• Sonuç bulunamadı

Adnan Benk’te Mizah Öğesi ve Polemik Üslûbu

Yazılarındaki polemik üslûbu ve mizah öğesi, Adnan Benk’in kendi okur kitlesini yaratmasını sağlamıştır. Özellikle, polemik yazılarındaki mizahî bakış, Benk’in edebiyat kuramı alanındaki görüşlerini gölgede bırakacak kadar etkin bir

şekilde kullanılmıştır. Adnan Benk’in yazılarında yer verdiği güldürü öğeleri, bazen kara mizaha yaklaşır.
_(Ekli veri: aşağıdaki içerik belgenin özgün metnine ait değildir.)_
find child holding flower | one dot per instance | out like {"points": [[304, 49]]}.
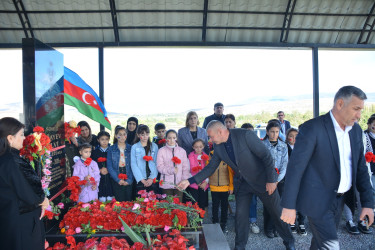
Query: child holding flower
{"points": [[197, 159], [100, 156], [143, 160], [87, 169], [173, 165], [118, 162]]}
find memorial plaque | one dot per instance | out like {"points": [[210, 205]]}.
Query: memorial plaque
{"points": [[43, 82]]}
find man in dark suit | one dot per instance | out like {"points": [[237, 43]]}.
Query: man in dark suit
{"points": [[326, 166], [243, 151], [285, 125], [217, 115]]}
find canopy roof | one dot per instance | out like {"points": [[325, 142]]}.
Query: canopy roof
{"points": [[336, 23]]}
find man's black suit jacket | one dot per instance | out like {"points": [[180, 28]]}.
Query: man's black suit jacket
{"points": [[253, 160], [313, 173]]}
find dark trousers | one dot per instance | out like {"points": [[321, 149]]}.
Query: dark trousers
{"points": [[271, 202], [32, 230], [220, 199], [269, 224], [324, 229]]}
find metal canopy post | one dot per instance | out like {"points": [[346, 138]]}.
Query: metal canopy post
{"points": [[114, 20], [287, 21], [101, 78], [204, 25], [367, 24], [315, 81]]}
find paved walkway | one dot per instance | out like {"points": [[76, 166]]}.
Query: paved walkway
{"points": [[260, 241]]}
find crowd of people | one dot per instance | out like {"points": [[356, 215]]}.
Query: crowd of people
{"points": [[284, 170]]}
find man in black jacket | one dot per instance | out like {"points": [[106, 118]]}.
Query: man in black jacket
{"points": [[217, 115], [327, 165], [251, 160]]}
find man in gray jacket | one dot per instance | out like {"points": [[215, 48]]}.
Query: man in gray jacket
{"points": [[251, 160]]}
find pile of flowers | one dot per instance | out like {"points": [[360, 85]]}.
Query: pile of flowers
{"points": [[71, 130], [37, 148], [150, 209], [173, 240]]}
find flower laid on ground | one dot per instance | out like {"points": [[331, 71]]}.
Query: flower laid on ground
{"points": [[37, 148], [74, 185], [147, 158], [71, 130], [173, 240], [176, 160], [122, 176], [147, 210]]}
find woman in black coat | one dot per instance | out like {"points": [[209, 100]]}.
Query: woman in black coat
{"points": [[22, 200]]}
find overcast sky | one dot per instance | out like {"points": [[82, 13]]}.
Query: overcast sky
{"points": [[164, 80]]}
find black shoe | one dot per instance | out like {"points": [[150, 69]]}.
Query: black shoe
{"points": [[275, 234], [269, 234], [362, 227], [351, 228], [293, 228], [302, 230], [224, 228]]}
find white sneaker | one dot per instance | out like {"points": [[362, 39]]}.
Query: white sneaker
{"points": [[254, 228]]}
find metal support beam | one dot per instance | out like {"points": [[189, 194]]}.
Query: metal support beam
{"points": [[315, 81], [101, 78], [21, 18], [204, 28], [114, 20], [287, 21], [367, 24], [200, 44]]}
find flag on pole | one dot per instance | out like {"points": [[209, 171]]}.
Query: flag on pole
{"points": [[80, 95]]}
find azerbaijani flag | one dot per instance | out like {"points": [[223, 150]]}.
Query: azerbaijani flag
{"points": [[80, 95]]}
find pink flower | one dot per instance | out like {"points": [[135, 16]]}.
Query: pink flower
{"points": [[86, 205], [136, 206]]}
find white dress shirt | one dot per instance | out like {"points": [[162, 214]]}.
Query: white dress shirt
{"points": [[345, 152]]}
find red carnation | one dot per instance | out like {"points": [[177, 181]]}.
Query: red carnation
{"points": [[162, 141], [102, 159], [87, 162], [122, 176], [147, 158], [38, 129], [176, 160], [92, 181], [205, 157]]}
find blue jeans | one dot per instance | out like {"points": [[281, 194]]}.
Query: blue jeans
{"points": [[253, 209]]}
Benk, esprili üslûbuyla, ele aldığı yapıtı ve yazarı eleştirirken, eğer eleştiri nesnesinin tamamen değersiz olduğunu düşünüyorsa, o yapıtın edebiyatta tutunmasını ve ilgi görmesini sağlayan okur ve yayıncı gibi bileşenlerle de alay eder. Adnan Benk’in esprili ve alaycı üslûbundan edebiyatın üretimine ve alımlanmasına katılan birçok kişi nasibini almıştır. Bu bölümde Adnan Benk’in etkin mizah kullanımı ve tartışmacı üslûbu örneklenecek ve okur üzerindeki etkisi gösterilmeye çalışılacaktır.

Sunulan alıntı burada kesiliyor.